Generation and Control of Large-Scale Motions for Boundary Layer Reenergization

Project Sponsor:
Focus Area: 
Aerodynamics Research
Principal Investigator: 
Video 1: Color contours of normalized streamwise velocity in the flow domain (left) and time lapse (right) of the velocity profile at x/D = 10 as artificial LSM.

This project is part of a collaboration with researchers at the University of Texas at Austin ( David Goldstein , Saikishan Suryanarayanan and  Efstathios Bakolas ) to reenergize boundary layers using naturally occurring coherent structures, or large-scale motions (LSMs). These LSMs are modelled as a train of hairpin vortices. Presently, experimental work is being conducted to generate artificial hairpin vortices/LSMs with various methods: synthetic jets, unsteady blowing, etc.  Preliminary tests to generate and control artificial LSMs such as those with results shown in Video 1 have been conducted using unsteady blowing.  

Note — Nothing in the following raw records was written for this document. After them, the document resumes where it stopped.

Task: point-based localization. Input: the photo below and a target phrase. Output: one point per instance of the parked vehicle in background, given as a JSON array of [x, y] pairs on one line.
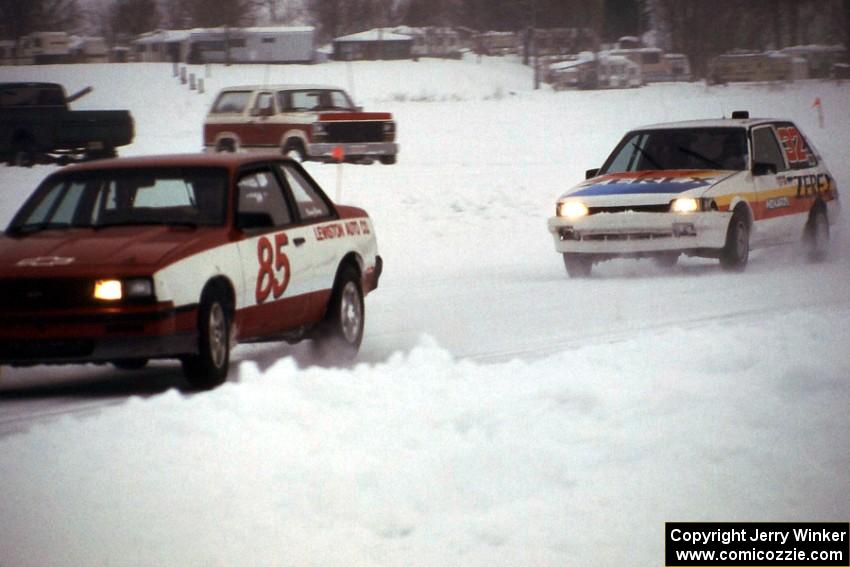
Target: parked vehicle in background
[[131, 259], [305, 122], [708, 188], [36, 124]]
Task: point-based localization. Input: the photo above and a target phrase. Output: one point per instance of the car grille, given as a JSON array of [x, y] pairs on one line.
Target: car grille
[[354, 131], [663, 208], [23, 295]]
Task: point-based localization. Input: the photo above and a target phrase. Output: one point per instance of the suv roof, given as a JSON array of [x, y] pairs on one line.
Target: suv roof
[[283, 87], [709, 123]]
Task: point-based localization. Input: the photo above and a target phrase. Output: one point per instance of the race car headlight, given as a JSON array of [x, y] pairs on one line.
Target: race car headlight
[[108, 290], [116, 290], [572, 209], [685, 205]]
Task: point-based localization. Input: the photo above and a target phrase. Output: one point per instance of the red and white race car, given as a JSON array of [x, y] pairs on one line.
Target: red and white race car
[[710, 188], [131, 259]]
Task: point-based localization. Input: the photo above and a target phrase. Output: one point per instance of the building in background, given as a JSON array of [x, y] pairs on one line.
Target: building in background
[[374, 44]]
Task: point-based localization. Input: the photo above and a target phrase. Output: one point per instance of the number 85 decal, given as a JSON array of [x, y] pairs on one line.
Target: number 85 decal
[[272, 261]]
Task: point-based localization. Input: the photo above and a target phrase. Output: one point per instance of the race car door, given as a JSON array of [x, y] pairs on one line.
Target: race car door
[[772, 201], [325, 234], [275, 264]]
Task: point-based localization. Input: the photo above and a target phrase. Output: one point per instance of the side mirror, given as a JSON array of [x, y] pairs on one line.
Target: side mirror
[[252, 221], [763, 168], [262, 111]]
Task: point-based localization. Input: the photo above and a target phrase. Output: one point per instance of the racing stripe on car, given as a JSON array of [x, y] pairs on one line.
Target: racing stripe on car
[[653, 182]]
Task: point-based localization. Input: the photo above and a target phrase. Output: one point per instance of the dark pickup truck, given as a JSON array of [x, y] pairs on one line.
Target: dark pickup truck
[[36, 125]]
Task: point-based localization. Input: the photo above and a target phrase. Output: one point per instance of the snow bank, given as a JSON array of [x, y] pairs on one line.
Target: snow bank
[[576, 458], [642, 395]]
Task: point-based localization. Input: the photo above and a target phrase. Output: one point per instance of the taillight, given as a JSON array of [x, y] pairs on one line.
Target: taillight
[[319, 132]]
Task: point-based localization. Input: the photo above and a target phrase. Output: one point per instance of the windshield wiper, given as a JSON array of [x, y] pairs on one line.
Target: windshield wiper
[[38, 227], [698, 155], [648, 157], [187, 224]]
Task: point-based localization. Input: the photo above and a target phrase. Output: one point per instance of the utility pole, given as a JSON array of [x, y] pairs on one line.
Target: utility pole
[[533, 42]]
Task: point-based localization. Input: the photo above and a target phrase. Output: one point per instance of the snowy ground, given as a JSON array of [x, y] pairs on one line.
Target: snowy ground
[[501, 413]]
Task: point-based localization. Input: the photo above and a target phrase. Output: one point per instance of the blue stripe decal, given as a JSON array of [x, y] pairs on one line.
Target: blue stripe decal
[[638, 187]]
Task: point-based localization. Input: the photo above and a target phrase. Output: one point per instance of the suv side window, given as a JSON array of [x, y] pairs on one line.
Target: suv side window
[[311, 205], [260, 193], [265, 103], [766, 149], [231, 102]]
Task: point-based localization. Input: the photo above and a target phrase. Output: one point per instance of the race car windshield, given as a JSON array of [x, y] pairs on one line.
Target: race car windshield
[[98, 199], [677, 149]]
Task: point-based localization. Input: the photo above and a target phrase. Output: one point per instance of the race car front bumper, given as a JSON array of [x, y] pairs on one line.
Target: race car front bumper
[[639, 233], [97, 335]]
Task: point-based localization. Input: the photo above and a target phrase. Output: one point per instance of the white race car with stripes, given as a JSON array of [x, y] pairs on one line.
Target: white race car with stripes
[[709, 188], [126, 260]]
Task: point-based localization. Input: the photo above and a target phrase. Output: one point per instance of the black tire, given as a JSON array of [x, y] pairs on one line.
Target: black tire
[[666, 260], [23, 153], [295, 150], [341, 332], [736, 251], [225, 145], [816, 236], [578, 265], [130, 363], [209, 367]]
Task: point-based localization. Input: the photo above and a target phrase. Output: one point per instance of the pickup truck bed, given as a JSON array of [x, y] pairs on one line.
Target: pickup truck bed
[[36, 124]]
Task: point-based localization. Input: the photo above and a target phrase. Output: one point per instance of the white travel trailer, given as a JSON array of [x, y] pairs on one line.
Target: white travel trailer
[[251, 45]]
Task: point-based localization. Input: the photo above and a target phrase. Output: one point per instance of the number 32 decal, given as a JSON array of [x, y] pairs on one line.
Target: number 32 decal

Further developments of this project involve implementing active flow control on the artificial structures to draw them into the boundary layer to increase wall shear stress and thereby delay or mitigate flow separation. Simultaneous efforts are in progress to model these structure generation and control flow scenarios with direct numerical simulations. Additionally, the collaborators are utilizing experimental data from RPI to reproduce experiments in the open source nek5000 spectral element solver. 


Figure 1. Separated flow environment (top) with existing LSMs used to control the separated flow (bottom).